A recent Canadian analysis has revealed that AI models were trained on datasets containing child sexual abuse images. This finding has raised concerns about the ethical practices surrounding the use of such data in AI development.
Lloyd Richardson, the director of technology at a Winnipeg-based child protection centre, stated that many AI models, used in research and various applications, are trained using data collected in ways that lack proper ethical oversight. He emphasized that this oversight has led to the inclusion of known child exploitation material in datasets, a problem that could be avoided with due diligence.
The child protection centre’s investigation focused on a dataset called Nudenet, which includes tens of thousands of images collected from social media and adult sites. The dataset is often used by researchers to build AI tools for detecting nudity.
The centre found about 680 images linked to child sex abuse and exploitation material. Over 120 of these images involved minors from Canada and the U.S. The images included explicit depictions of children engaged in sexual acts.
Following the discovery, the centre issued a removal request to Academic Torrents, a site where researchers download datasets. The flagged images were subsequently removed from the platform.
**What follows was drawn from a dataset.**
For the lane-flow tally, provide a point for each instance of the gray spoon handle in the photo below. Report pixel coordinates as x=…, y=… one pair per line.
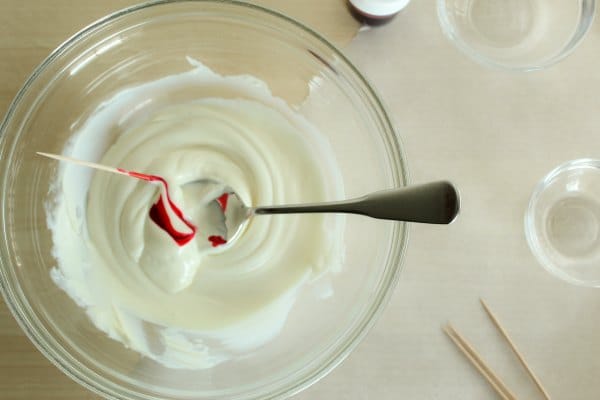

The centre called for stronger regulations to prevent child abuse images from being included in datasets used for AI research. This follows a 2023 Stanford University report, which found similar issues in text-to-image AI models.
Prime Minister Mark Carney has emphasized the importance of AI development in Canada’s digital policy. However, AI Minister Evan Solomon has indicated that the government’s focus will be more on privacy and data protection rather than strict regulation of AI technologies.